La Commune du Vésinet n'existait pas encore mais la Société Pallu & Cie avait déjà entrepris de construire, dès 1856, un service de distribution d'eau puisant ses ressources dans le fleuve. L'eau de Seine empruntait une galerie maçonnée pour arriver dans le sous-sol du bâtiment d'où la refoulaient sur le réseau des pompes entraînées par des machines à vapeur. Il n'y avait pas de traitement. La Seine, il est vrai, était moins polluée qu'aujourd'hui sans pour autant être de bonne qualité ; le dernier saumon semble avoir été pêché à l'aval de Paris en 1830. Depuis, l'espèce avait renoncé à remonter le fleuve.

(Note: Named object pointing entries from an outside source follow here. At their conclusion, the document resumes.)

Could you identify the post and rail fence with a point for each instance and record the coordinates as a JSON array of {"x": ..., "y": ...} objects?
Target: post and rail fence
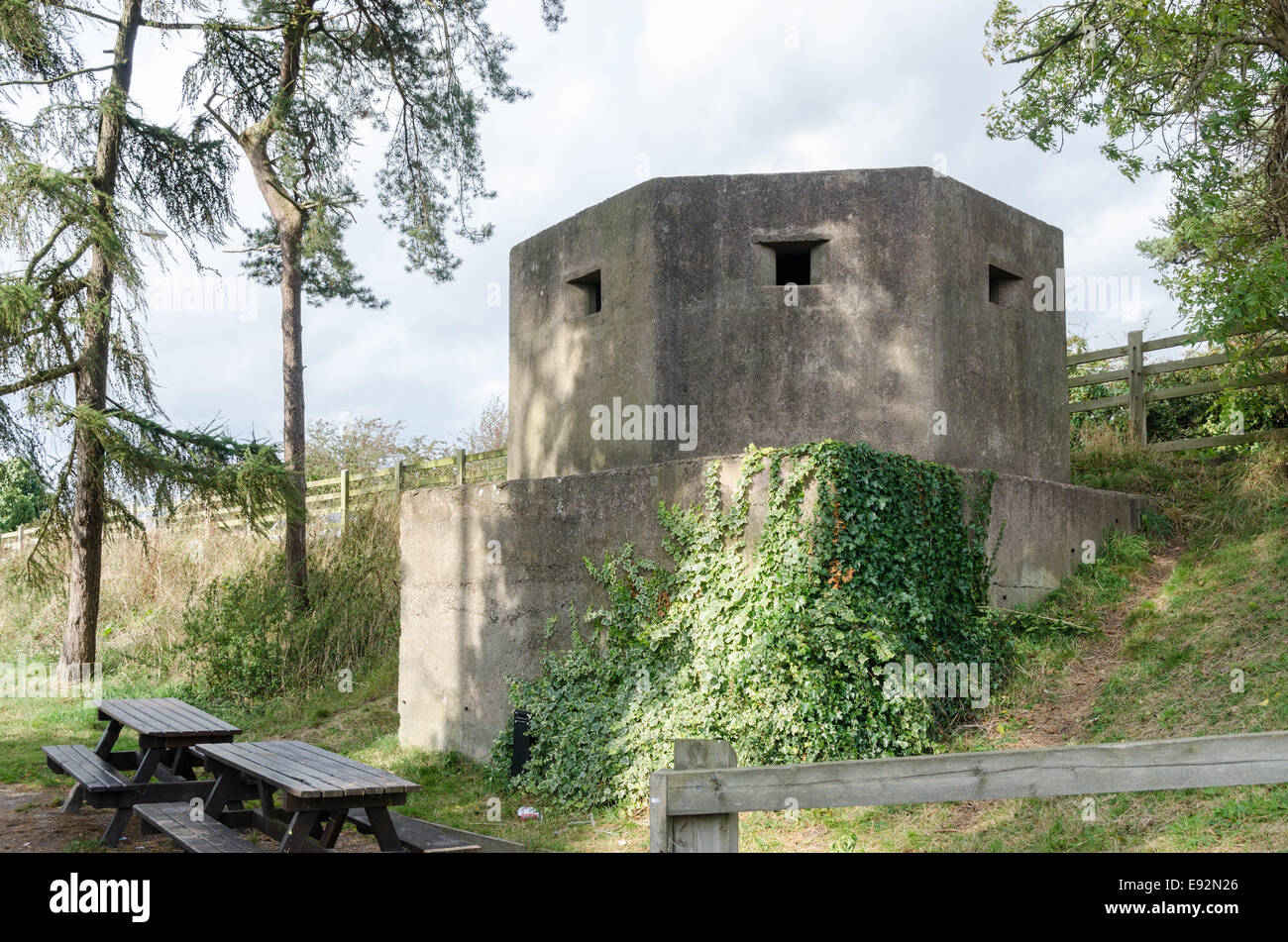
[
  {"x": 1137, "y": 398},
  {"x": 334, "y": 495},
  {"x": 695, "y": 807}
]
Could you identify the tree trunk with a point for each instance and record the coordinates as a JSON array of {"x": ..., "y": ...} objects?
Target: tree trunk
[
  {"x": 290, "y": 237},
  {"x": 85, "y": 556},
  {"x": 290, "y": 219}
]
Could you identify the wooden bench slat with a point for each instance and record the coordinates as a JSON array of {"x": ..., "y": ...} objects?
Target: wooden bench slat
[
  {"x": 386, "y": 780},
  {"x": 279, "y": 758},
  {"x": 207, "y": 835},
  {"x": 233, "y": 756},
  {"x": 90, "y": 770},
  {"x": 416, "y": 835}
]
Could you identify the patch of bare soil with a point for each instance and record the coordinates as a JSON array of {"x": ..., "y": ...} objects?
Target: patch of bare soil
[{"x": 1063, "y": 718}]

Quand la Seine arrive au pied du Pecq et tourne brusquement à droite pour suivre jusqu'à Maisons, les côteaux de Saint-Germain, on voit s'élever près de la berge, une vaste construction en brique harmonieusement croisée de pierre de taille et surmontée d'une haute cheminée de fourneau à vapeur. C'est la pompe à feu destinée à alimenter le parc du Vésinet. Des pompes puissantes, mues par deux machines horizontales, aspirent l'eau de la Seine et la refoulent dans un tuyau ascensionnel qui la déverse au point culminant du parc. De là, l'eau se répand d'elle-même dans chaque propriété en formant de sinueuses rivières, de beaux lacs et de pittoresques cascades. Elle va enfin se reverser dans le fleuve à l'autre extrémité de la colonie.

pompes à feux

Nouvelle pompe à feu destinée à fournir l'eau aux rivières du Vésinet

(gravure d'Emile Bourdelin)

L'art et la science peuvent donc presque renouveler la nature. Versailles et Saint Cloud, depuis longtemps déjà, Boulogne, Vincennes et Le Vésinet en sont la preuve. Le fleuve prête ses eaux bienfaisantes et l'abondance remplace l'aridité. Les fleurs naissent où croissaient les ronces. Les gazons étendent leurs riches tapis. Les arbres sont toujours verts. Les avenues n'ont pas de poussière. Il n'y a plus d'été brûlant. Le printemps se perpétue. Tout cela, grâce à la fraîcheur apportée par les sources nombreuses dont on entend à chaque pas, le doux murmure...”.

Emile Bourdelin.

Extraits du Monde Illustré du 24 septembre 1859

La distribution de l'eau était une des principales dispositions du cahier des charges de 1863. Le prix proposé était alors inférieur de 50% aux tarifs des autres grandes Compagnies de la région. Ce principe de tarification restera en vigueur durant 60 ans, jusqu'à la Convention signée en 1921 entre la Société des Terrains & Eaux du Vésinet, et le Syndicat des Propriétaires du Vésinet, association (loi 1901) constituée un an plus tôt.
En 1869, la Compagnie des Eaux fit percer un puits artésien d'une profondeur de 13 mètres, alimenté par les eaux souterraines que l'on trouve 2,50 m au dessous du niveau de la Seine. Le puits de 3 mètres de diamètre débitait 6000 mètres cubes en 24 heures à une température constante de 12 degrés. Les lacs, les rivières et toutes les propriétés du Vésinet mais aussi de Croissy et de Chatou étaient alimentés par ce puits. La qualité était appréciée avec les moyens de l'époque et déjà contestée. En 1889, Etienne Pallu distribuait aux habitants une brochure introduite par la lettre suivante :

    "La salubrité des eaux que la compagnie distribue aux trois communes du Vésinet, de Chatou et de Croissy a été contestée dans les journaux. Il était de mon devoir d'éclaircir la question. J'ai dans ce but soumis le cas à Monsieur le Préfet de Seine & Oise qui a saisi le Conseil d'Hygiène. Je m'empresse de vous faire connaître les résultats de cette investigation."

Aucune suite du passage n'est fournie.